Well my thoughts were if the authors of the Hand of Thief trojan had a complete database of Linux users and their email addresses it might account for the high price their putting on their trojan

what I’m trying to say is if you have a windows trojan/virus you want to circulate you could target a million random email addresses knowing about 90% will hit the target but if you have a Linux exploit you could only hope to hit maybe 3 or 4% on target (depending on what you believe Linux desktop usage is) , but if they supplied a database (along with the trojan) of say a million Linux users and their email addresses they could achieve a comparable target percentage as Windows and therefor account for the comparable pricetag

Mark_Greaves_PCNetSp · August 10, 2013, 4:01pm

Good point … so don’t answer unsolicited email … which I hope you don’t do in the first place, and certainly don’t install any software sent to you in an unsolicited email

I think -

a) most Linux users would be smart enough not to do that
and
b) they’re going to have to send it in a few different package formats

I still think it’s a coincidence … but I’ll be watching for any weird emails (as I always do).

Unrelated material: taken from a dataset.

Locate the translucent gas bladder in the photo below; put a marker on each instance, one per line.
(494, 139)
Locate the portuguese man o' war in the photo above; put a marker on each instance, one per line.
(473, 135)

Melissa · August 14, 2013, 2:45pm

They probably have no idea how Linux computers work and the package manager system- which I think is a superior method of downloading if you ask me!

pooky2483 · August 20, 2013, 6:56pm

What makes me laugh is that Window$ is ALWAYS being attacked by viruses and this guy seems to want to sign the death warrant of Linux at the sign of a new virus aimed at it, if that was the case then, Window$ would be long gone.

And as Linus is more secure in the fact of the Repo’s, the chance of a virus actually spreading and infecting thousands if not millions of Linux PC’s is very slim.